At Schwab, we believe the flaw of the euro—a common currency that has shared monetary policy but disparate fiscal policy and cultural differences—has been exposed by the sovereign debt crisis. However, eurozone countries will have a difficult time “checking out” due to the high costs of a currency breakup. While continued accommodations for Greece’s “special case” may not continue, they demonstrate the commitment of policymakers to try to keep the euro together.
Debating China’s economic future
- Michael Pettis, professor of finance, Peking University
- Victor Gao, director of the China National Association of International Studies; former translator for Deng Xiaoping
Pettis said he believes China faces an inevitable and painful transition, with economic growth falling to a 3-4% rate in the next decade. Its growth model involves a systematic transfer of wealth from the household sector to support growth, and three mechanisms facilitate this process:
- Undervalued currency: a direct subsidy on the net export sector, but a consumption tax on households.

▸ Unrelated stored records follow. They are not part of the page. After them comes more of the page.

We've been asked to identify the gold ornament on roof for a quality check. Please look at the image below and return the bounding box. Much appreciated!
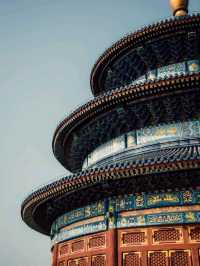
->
[170,0,189,17]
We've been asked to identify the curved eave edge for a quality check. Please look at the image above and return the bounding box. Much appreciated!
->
[21,156,200,235]
[52,73,200,172]
[90,14,200,96]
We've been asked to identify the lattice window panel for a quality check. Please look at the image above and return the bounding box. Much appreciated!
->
[71,240,84,252]
[189,227,200,242]
[169,250,192,266]
[60,245,69,256]
[58,261,65,266]
[153,228,182,243]
[148,251,169,266]
[76,258,88,266]
[89,235,106,248]
[122,232,146,245]
[92,255,107,266]
[68,260,77,266]
[123,252,142,266]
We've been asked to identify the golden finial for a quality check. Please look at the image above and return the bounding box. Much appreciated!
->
[170,0,189,17]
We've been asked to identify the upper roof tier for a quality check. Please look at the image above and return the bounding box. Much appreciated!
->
[90,14,200,96]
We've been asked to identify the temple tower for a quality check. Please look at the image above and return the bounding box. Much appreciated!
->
[21,0,200,266]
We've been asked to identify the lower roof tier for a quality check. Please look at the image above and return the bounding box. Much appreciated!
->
[52,73,200,172]
[51,189,200,245]
[21,143,200,234]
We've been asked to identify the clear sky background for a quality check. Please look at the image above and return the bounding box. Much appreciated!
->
[0,0,200,266]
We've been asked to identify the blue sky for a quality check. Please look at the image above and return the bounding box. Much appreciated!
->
[0,0,200,266]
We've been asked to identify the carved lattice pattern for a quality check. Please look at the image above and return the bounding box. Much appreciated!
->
[148,251,168,266]
[171,250,191,266]
[60,245,69,256]
[153,228,181,242]
[72,240,84,252]
[123,252,141,266]
[68,260,77,266]
[76,258,88,266]
[89,236,106,248]
[92,255,107,266]
[190,227,200,240]
[58,261,65,266]
[123,232,145,244]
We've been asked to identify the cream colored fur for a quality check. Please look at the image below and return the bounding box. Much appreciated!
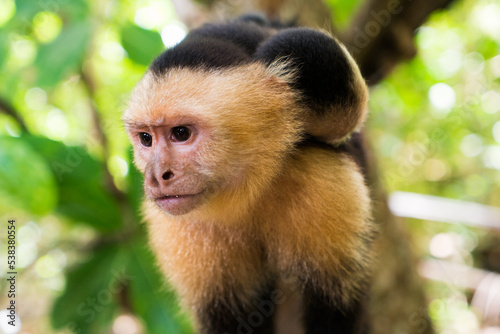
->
[124,64,373,332]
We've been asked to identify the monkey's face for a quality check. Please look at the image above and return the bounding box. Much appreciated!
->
[123,65,300,215]
[130,120,211,215]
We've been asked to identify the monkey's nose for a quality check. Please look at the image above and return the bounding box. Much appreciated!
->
[161,171,174,181]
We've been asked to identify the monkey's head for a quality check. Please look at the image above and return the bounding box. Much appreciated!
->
[123,22,367,216]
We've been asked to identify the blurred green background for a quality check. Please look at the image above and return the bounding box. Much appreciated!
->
[0,0,500,334]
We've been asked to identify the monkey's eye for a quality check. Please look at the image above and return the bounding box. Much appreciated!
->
[139,132,153,147]
[172,126,191,141]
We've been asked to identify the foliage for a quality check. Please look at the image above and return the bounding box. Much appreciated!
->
[0,0,500,334]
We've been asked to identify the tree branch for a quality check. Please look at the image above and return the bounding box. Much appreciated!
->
[0,97,28,132]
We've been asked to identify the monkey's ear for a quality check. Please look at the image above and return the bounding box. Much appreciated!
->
[255,28,368,143]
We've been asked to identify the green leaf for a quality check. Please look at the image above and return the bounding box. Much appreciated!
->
[0,137,57,215]
[35,21,92,87]
[128,238,193,334]
[26,136,122,232]
[51,244,129,334]
[122,24,165,65]
[0,31,9,69]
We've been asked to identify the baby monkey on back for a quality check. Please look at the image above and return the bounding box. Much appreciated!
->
[123,16,374,334]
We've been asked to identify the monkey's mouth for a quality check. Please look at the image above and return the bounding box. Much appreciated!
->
[154,194,204,216]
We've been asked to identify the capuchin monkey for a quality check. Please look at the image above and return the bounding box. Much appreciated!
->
[123,16,374,334]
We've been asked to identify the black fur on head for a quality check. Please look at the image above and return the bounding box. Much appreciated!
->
[150,15,367,143]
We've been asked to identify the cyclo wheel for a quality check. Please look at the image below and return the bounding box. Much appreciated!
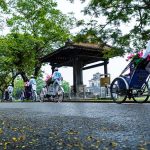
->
[110,77,129,104]
[132,83,149,103]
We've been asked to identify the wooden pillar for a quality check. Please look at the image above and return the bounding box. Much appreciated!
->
[104,60,108,76]
[73,57,83,94]
[51,65,55,74]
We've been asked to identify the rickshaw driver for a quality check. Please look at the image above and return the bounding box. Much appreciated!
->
[52,67,63,95]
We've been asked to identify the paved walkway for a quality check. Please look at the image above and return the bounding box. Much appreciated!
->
[0,103,150,150]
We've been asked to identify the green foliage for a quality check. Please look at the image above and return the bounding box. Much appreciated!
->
[62,81,70,93]
[0,0,7,11]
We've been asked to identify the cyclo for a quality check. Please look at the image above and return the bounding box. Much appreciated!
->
[40,75,64,102]
[110,59,150,103]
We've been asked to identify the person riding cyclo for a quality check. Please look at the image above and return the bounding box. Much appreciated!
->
[126,41,150,77]
[52,67,63,95]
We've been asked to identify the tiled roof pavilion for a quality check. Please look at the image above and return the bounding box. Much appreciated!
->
[42,43,111,93]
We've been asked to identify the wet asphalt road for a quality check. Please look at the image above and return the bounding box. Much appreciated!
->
[0,102,150,150]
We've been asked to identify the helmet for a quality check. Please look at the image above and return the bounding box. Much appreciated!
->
[54,67,58,71]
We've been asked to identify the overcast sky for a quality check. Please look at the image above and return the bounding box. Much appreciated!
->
[44,0,128,86]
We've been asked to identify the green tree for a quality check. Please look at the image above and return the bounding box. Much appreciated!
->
[0,0,7,11]
[67,0,150,53]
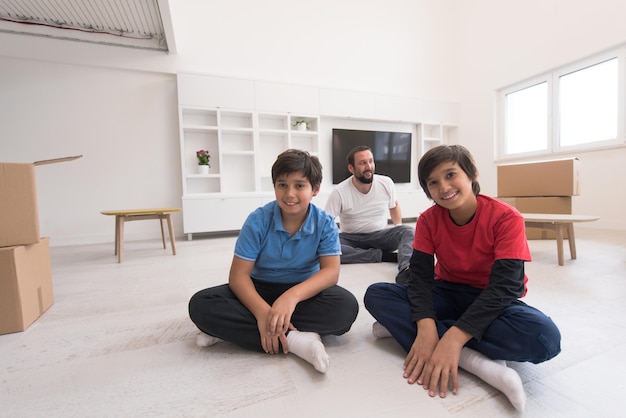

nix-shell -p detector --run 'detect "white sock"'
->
[459,347,526,411]
[287,331,330,373]
[196,332,224,347]
[372,321,391,338]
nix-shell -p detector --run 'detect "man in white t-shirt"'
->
[325,145,413,283]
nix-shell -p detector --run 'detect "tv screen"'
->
[332,129,411,184]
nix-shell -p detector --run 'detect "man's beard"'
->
[354,173,374,184]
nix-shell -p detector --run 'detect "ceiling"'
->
[0,0,176,53]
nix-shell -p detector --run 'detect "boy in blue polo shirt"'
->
[189,150,359,373]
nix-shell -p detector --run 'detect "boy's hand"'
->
[267,293,297,340]
[403,322,439,385]
[418,326,471,398]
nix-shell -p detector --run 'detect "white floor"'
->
[0,228,626,417]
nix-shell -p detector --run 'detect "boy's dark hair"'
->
[346,145,373,167]
[272,149,322,190]
[417,145,480,200]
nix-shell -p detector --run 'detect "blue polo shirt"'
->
[235,201,341,283]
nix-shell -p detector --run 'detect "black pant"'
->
[189,280,359,351]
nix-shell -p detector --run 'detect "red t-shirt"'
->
[413,194,531,294]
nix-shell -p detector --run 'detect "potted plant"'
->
[293,120,309,131]
[196,149,211,174]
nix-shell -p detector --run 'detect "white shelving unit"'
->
[420,123,453,155]
[179,106,319,239]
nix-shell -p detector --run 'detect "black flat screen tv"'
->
[332,129,411,184]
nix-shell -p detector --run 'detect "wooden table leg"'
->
[555,224,565,266]
[114,215,120,255]
[159,213,168,249]
[165,213,176,255]
[567,222,576,260]
[117,216,126,263]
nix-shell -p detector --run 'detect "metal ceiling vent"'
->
[0,0,169,51]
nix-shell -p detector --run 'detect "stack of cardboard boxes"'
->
[498,158,580,239]
[0,156,80,334]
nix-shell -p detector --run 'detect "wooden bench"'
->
[522,213,600,266]
[100,208,181,263]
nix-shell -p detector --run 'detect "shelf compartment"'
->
[185,176,221,194]
[220,111,253,129]
[221,131,254,152]
[261,175,274,192]
[259,114,289,131]
[289,115,319,132]
[291,132,319,154]
[182,109,217,128]
[221,153,256,193]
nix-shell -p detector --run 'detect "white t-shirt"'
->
[325,174,397,233]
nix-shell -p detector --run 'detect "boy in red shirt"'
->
[365,145,561,410]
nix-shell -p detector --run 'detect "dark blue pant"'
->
[189,280,359,351]
[364,281,561,363]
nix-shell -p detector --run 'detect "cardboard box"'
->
[498,158,580,197]
[0,238,54,334]
[498,196,572,239]
[0,155,82,247]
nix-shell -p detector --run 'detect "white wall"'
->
[0,0,450,245]
[455,0,626,230]
[0,58,182,245]
[0,0,626,245]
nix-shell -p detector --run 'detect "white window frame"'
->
[494,45,626,161]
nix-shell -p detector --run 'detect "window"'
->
[497,47,626,159]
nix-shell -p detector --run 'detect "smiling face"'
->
[348,150,376,184]
[274,172,319,217]
[426,161,477,225]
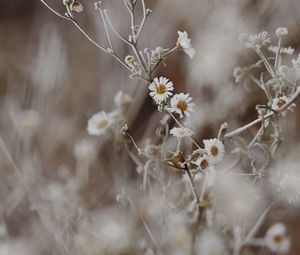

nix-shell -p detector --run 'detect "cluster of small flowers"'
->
[87,91,132,136]
[63,0,83,12]
[149,77,195,118]
[233,27,300,116]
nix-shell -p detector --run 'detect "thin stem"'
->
[166,110,201,149]
[224,87,300,139]
[136,0,147,39]
[40,0,70,20]
[149,46,178,75]
[274,37,282,70]
[260,73,273,104]
[184,164,200,205]
[97,6,113,50]
[103,9,132,46]
[256,49,277,78]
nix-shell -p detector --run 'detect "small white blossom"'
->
[150,46,169,64]
[125,55,135,67]
[272,96,288,110]
[177,31,196,58]
[275,27,288,38]
[87,111,113,136]
[268,45,295,55]
[144,143,162,160]
[292,54,300,69]
[239,31,271,50]
[70,1,83,12]
[195,154,210,171]
[170,93,195,118]
[170,127,193,138]
[149,77,174,104]
[203,138,225,164]
[265,223,291,253]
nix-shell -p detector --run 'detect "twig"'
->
[224,87,300,139]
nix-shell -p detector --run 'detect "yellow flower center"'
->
[200,159,208,170]
[97,120,108,129]
[177,100,187,112]
[156,84,167,94]
[273,234,283,243]
[277,99,286,108]
[210,145,219,156]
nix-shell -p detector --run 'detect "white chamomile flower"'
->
[70,1,83,12]
[149,77,174,104]
[275,27,288,38]
[170,127,193,138]
[87,111,113,136]
[292,54,300,69]
[177,31,196,58]
[268,45,295,55]
[170,93,195,118]
[150,46,169,64]
[203,138,225,164]
[272,96,288,110]
[240,31,271,49]
[265,223,291,253]
[195,154,209,171]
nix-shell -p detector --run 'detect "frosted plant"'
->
[0,0,300,255]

- Widening gap between Chinese wage growth and productivity growth: reduces labor’s share of GDP.
- Financial repression: low interest rates transfer wealth from savers to borrowers.
Pettis said he believes that as marginal returns on capital slow, it will become more difficult to find economically viable projects. China’s savings rate will need to decline and its consumption-to-GDP ratio must increase, which will only occur if household income captures a larger share of GDP. Pettis outlined four policy options:
- Reverse transfer mechanism from households to other sectors, leading to a sharp increase in the value of the yuan and potential major recession (unrealistic).

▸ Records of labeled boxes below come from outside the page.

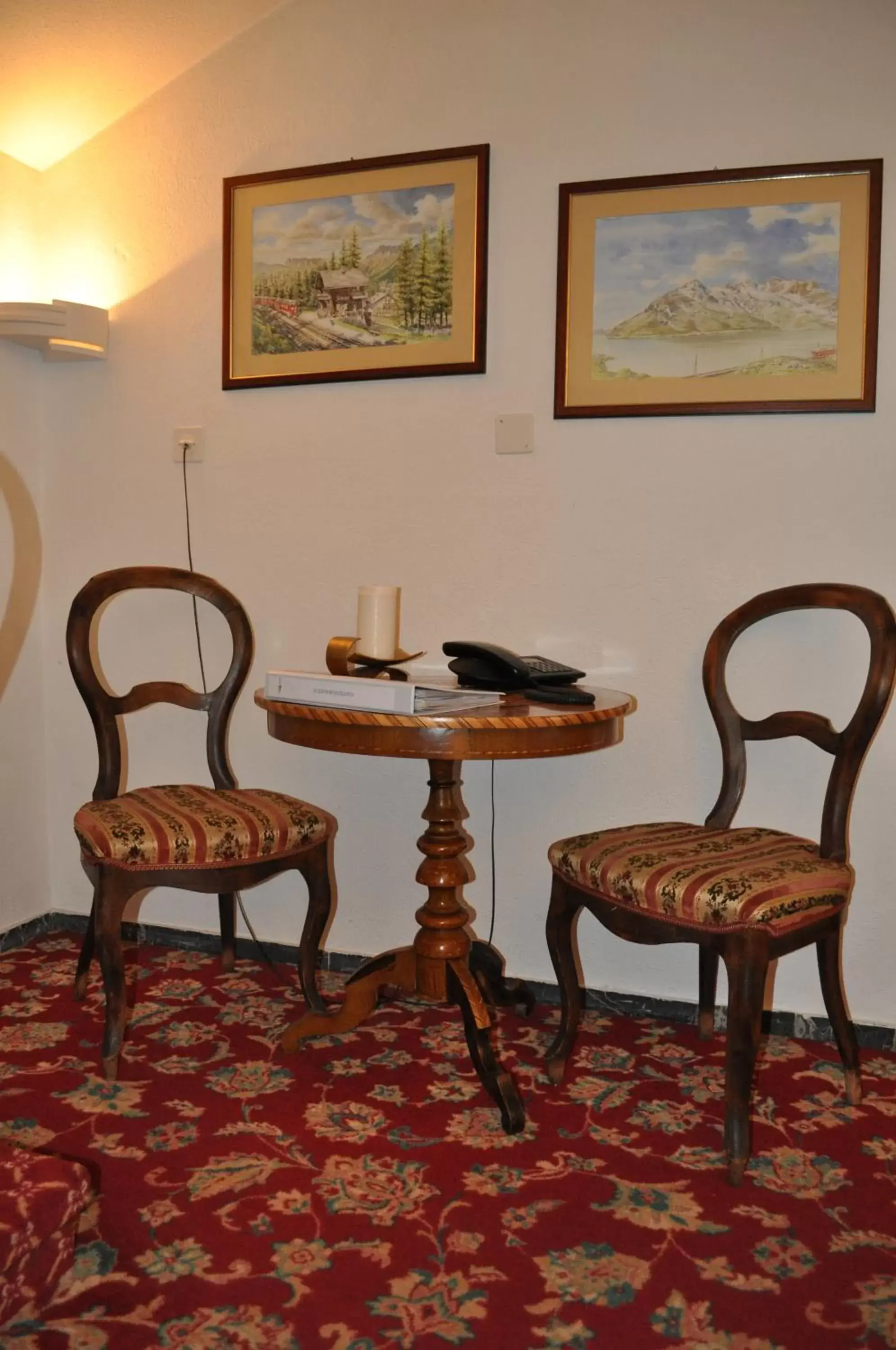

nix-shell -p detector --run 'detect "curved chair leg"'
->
[296,840,333,1012]
[698,946,719,1041]
[725,933,769,1185]
[217,891,236,975]
[72,880,100,1003]
[445,961,526,1134]
[94,868,135,1081]
[815,921,862,1106]
[545,872,582,1083]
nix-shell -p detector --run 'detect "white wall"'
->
[0,155,51,932]
[28,0,896,1022]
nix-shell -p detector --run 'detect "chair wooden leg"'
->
[815,923,862,1106]
[698,946,719,1041]
[72,883,99,1003]
[217,891,236,975]
[94,868,135,1081]
[723,933,769,1185]
[296,840,333,1012]
[545,872,582,1083]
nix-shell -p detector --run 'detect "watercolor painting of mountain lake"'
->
[223,146,488,389]
[592,201,841,379]
[553,159,883,417]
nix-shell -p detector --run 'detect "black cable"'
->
[181,441,208,694]
[181,441,277,973]
[488,760,495,946]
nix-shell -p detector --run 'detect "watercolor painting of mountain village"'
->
[252,184,455,355]
[591,201,841,379]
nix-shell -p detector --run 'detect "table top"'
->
[255,688,637,760]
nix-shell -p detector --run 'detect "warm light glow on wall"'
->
[0,106,101,177]
[42,238,120,309]
[0,221,46,302]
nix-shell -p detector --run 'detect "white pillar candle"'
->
[358,586,401,662]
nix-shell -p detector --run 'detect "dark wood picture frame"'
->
[555,159,883,417]
[223,144,490,389]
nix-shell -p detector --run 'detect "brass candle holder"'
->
[327,637,425,680]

- Gradually reduce distortions, which could take a decade (they’ve run out of time).
- Massive privatization program to transfer wealth from state sector to households (politically difficult).
- Expand government debt to absorb private-sector debt (possible, but economically inefficient).
Gao countered with a far-more-upbeat assessment, though he liberally relied on history and China’s great transformation over the past three decades. He said he expects China’s economy to continue to grow at close to 8% thanks to four megatrends he doesn’t believe will change: industrialization, modernization, urbanization and globalization.
At Schwab, we believe that as China’s economy matures and shifts from over-reliance on government investment to increased private consumption as a percent of GDP, slower growth is likely the new normal. However, this transition won’t be accomplished overnight; the government will likely need to enact market-based reforms and reduce its grip on the economy, and the transition could be accompanied by bumps in the road.
Our view on China’s economic trajectory is in keeping with the results of a poll during the conference:
Source: BCA Research Inc., as of September 18, 2012.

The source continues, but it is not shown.